İlker Başbuğ, Anıtkabir ziyaretleriyle ilgili görüşünü açıklarken de "Bir tarafta bir azınlık var, her fırsattan istifade ederek Mustafa Kemal Atatürk'ün rolünü, önemini azaltmaya çalışıyor. Ama diğer tarafta Türk milletinin büyük çoğunluğu Atatürk'ün Anıtkabrine koşuyor. Gurur verici bir tablo, saat 24.00'te yüz binlerce insan, yüreğinde Atatürk sevgisi ile Ata'sına koşuyor. Bu da üzerinde durmaya değer bir konu" diye konuştu.

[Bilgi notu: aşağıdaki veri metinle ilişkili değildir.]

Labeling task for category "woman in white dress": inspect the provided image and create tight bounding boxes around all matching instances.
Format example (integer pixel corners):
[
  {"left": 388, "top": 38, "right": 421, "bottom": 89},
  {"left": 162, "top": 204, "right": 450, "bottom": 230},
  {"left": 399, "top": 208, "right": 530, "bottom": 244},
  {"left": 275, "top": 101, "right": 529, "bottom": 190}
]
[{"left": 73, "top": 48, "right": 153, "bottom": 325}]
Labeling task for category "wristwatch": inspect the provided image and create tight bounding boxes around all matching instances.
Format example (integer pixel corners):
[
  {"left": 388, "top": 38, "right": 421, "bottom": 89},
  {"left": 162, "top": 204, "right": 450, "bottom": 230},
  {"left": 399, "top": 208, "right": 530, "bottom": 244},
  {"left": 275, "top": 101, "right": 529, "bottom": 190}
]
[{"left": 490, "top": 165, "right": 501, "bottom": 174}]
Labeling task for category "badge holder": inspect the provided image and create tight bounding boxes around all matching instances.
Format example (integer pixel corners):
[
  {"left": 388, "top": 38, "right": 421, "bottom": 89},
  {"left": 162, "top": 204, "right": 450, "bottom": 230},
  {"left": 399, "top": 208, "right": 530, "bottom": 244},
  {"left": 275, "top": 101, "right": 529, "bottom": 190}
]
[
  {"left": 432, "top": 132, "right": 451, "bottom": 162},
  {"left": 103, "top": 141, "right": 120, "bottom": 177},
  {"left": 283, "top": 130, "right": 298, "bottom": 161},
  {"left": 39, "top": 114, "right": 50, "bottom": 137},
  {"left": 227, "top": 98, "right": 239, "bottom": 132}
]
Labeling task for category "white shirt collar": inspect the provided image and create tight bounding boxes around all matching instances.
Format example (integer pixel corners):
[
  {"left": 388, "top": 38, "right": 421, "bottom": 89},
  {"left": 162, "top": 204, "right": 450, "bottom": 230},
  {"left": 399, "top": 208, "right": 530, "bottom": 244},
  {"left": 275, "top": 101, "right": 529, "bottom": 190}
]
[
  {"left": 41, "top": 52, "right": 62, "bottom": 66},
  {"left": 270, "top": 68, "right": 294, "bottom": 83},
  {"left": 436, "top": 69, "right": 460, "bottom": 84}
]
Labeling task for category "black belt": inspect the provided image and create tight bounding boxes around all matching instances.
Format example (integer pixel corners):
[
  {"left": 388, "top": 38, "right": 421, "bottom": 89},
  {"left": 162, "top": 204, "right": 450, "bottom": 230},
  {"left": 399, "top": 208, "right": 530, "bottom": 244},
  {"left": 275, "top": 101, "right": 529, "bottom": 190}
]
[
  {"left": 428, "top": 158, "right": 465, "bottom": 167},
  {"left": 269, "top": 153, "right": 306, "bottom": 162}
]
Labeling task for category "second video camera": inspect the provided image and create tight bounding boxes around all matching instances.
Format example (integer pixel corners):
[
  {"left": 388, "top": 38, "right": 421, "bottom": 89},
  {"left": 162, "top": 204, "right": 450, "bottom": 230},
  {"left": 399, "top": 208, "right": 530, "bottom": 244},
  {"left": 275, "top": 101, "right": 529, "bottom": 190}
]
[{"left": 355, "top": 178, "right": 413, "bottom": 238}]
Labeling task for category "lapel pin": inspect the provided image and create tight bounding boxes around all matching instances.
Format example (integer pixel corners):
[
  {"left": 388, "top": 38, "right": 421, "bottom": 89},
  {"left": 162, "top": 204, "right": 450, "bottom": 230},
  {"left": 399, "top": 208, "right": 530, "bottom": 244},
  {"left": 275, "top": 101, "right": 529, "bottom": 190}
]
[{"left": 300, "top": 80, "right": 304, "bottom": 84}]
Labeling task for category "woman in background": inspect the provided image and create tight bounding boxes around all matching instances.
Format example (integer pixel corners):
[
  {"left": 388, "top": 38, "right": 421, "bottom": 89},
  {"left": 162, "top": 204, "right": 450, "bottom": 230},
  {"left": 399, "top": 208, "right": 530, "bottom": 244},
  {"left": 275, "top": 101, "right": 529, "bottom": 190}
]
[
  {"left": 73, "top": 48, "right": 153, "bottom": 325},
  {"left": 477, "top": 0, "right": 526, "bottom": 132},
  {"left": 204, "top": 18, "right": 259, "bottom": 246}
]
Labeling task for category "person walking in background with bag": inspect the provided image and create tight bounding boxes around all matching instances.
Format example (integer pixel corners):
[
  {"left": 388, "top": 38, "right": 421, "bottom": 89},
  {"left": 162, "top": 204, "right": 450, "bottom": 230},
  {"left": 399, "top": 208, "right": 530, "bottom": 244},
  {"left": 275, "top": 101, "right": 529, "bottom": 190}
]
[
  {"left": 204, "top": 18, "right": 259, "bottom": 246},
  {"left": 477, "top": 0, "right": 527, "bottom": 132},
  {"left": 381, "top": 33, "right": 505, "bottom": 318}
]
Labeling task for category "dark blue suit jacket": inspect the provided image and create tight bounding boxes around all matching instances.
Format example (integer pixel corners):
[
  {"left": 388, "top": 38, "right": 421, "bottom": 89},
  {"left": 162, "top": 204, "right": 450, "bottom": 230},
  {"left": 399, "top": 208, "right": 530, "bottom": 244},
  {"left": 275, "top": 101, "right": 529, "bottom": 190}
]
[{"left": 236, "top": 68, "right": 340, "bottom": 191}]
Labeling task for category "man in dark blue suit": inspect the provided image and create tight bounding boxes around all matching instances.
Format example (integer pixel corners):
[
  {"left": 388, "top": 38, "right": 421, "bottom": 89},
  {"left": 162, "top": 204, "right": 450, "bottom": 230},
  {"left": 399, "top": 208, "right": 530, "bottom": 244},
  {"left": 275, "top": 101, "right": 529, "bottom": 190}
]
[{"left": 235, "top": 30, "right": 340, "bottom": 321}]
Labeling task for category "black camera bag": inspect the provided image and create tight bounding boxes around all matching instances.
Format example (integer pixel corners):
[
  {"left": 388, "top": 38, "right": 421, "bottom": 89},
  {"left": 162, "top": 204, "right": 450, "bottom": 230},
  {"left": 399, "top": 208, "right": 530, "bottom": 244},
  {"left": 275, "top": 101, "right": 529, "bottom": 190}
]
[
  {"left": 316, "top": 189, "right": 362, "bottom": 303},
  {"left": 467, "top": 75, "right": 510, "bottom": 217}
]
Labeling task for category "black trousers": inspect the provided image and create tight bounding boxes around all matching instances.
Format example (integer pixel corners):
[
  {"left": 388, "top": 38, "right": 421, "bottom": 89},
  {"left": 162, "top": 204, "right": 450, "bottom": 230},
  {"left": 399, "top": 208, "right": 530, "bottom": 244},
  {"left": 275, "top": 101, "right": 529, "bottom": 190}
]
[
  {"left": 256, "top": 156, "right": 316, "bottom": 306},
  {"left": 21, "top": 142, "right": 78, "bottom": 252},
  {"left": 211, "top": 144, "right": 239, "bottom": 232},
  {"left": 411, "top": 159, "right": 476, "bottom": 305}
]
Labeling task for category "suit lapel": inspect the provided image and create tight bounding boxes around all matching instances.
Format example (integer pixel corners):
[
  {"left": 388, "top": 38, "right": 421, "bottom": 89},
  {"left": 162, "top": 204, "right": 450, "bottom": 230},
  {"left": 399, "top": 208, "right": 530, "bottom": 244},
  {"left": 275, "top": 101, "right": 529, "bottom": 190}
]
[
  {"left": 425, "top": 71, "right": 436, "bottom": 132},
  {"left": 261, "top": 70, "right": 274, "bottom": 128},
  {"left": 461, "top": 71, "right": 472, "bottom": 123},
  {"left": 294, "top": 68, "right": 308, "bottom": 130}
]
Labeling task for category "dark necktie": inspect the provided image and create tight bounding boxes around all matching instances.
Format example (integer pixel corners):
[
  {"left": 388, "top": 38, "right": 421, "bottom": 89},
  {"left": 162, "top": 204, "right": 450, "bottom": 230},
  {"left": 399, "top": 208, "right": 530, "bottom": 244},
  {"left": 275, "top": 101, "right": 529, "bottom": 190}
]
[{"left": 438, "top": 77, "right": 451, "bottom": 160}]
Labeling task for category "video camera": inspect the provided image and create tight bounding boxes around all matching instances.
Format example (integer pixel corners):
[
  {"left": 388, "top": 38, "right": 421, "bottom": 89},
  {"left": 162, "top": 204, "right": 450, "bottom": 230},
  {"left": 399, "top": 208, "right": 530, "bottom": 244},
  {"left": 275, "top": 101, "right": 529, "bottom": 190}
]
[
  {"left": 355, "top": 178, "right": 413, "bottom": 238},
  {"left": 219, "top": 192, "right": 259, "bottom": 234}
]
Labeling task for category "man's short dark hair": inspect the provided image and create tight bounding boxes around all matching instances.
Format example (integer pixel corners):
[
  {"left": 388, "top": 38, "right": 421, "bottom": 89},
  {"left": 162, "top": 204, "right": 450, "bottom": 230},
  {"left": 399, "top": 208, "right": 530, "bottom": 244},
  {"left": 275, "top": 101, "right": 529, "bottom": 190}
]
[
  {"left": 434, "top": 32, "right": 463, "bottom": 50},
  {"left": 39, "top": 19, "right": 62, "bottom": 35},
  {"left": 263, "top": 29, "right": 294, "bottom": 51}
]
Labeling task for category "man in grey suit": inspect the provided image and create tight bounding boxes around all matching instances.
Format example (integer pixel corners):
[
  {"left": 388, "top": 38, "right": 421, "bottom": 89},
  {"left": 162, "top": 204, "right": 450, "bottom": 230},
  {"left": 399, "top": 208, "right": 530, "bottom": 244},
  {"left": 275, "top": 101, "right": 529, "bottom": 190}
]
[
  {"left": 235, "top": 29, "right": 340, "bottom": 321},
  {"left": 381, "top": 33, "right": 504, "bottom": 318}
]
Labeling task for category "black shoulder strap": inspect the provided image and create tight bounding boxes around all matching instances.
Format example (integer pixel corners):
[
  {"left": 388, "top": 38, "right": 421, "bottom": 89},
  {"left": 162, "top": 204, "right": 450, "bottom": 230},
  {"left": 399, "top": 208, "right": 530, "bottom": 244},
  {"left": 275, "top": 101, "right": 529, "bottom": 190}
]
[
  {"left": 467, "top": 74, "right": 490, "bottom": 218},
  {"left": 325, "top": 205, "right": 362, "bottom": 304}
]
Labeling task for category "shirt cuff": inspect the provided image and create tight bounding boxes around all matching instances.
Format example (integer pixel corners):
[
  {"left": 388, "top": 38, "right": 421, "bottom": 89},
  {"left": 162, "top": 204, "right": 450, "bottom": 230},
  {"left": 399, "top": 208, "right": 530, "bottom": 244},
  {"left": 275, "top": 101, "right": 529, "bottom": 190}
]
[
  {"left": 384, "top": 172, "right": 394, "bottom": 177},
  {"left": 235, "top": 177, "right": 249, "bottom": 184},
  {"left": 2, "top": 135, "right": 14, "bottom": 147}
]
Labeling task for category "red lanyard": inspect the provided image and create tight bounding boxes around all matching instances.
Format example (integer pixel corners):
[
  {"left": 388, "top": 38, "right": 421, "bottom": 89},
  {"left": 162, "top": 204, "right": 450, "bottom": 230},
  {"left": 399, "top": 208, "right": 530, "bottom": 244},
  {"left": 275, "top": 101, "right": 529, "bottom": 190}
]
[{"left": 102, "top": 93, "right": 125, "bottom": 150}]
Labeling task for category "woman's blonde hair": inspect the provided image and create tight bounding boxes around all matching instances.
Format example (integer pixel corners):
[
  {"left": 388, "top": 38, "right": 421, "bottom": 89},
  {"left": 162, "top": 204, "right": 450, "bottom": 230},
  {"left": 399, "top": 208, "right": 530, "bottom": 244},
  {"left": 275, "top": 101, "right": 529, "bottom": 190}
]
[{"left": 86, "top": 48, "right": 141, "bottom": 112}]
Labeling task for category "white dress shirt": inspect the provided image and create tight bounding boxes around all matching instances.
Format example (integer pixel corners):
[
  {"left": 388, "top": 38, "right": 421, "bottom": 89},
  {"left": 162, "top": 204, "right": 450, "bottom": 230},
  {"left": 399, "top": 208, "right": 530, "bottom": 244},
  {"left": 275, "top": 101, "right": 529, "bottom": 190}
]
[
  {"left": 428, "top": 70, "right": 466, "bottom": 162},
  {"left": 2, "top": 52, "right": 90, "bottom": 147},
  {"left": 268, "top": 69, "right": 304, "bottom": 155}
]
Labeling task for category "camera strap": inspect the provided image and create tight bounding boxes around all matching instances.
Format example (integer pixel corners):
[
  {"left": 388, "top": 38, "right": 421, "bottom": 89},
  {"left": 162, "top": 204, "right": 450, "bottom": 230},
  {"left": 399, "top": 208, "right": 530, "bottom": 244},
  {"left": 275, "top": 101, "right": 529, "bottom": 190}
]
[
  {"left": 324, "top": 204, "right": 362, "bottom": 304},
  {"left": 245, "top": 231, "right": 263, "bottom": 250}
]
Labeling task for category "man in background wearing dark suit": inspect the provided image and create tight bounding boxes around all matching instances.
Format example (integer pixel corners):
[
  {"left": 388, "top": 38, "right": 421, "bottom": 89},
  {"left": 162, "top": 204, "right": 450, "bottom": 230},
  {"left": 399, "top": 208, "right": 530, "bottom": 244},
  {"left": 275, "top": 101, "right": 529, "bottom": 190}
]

TÜRKİYE'DE HUKUK KATLEDİLİYOR
İlker Başbuğ, İstanbul 32. Asliye Ceza Mahkemesi'nin, Samanyolu Yayın Grubu Başkanı Hidayet Karaca ile yasa dışı dinlemeden tutuklanan polislere tahliye kararı vermesi ve bu kararın yok hükmünde sayılmasıyla ilgili gelişmelere de değindi. Türkiye'de hukukun katledildiği görüşünü savunan Başbuğ, şunları söyledi:
"Yine çok çelişkili bir durumla karşı karşıya kaldık. Bir davadan haklarında soruşturma açılan kişiler, Silivri'de cezaevinde, bir bakıyorsunuz gece yarısı paldır küldür, bir mahkeme tahliye kararı veriyor, arkasından bakıyorsunuz başka bir mahkeme olaya müdahale ediyor, diyor ki 'Bunlar yetkisizdir tahliye kararını iptal ettik' diyor. Ya bu ne çelişkidir? Zaten biz defalarca söyledik, gerçekten Türkiye'de hukuk katlediliyor. Yani bu zaten hukukun olmadığı yerlerde diğer konuları konuşmanın bence hiçbir yararı yok. Gece yarısı o mahkeme yok bilmem ne diyor, başka bir mahkemeye yolluyor, orası tahliye ediyor, ondan sonra diğer yetkililer çıkıp diyor ki 'Bunlar yetkili değil, usulsüz yaptılar, bu karar iptal.' Yani tamamen çelişkiler içinde yaşıyoruz."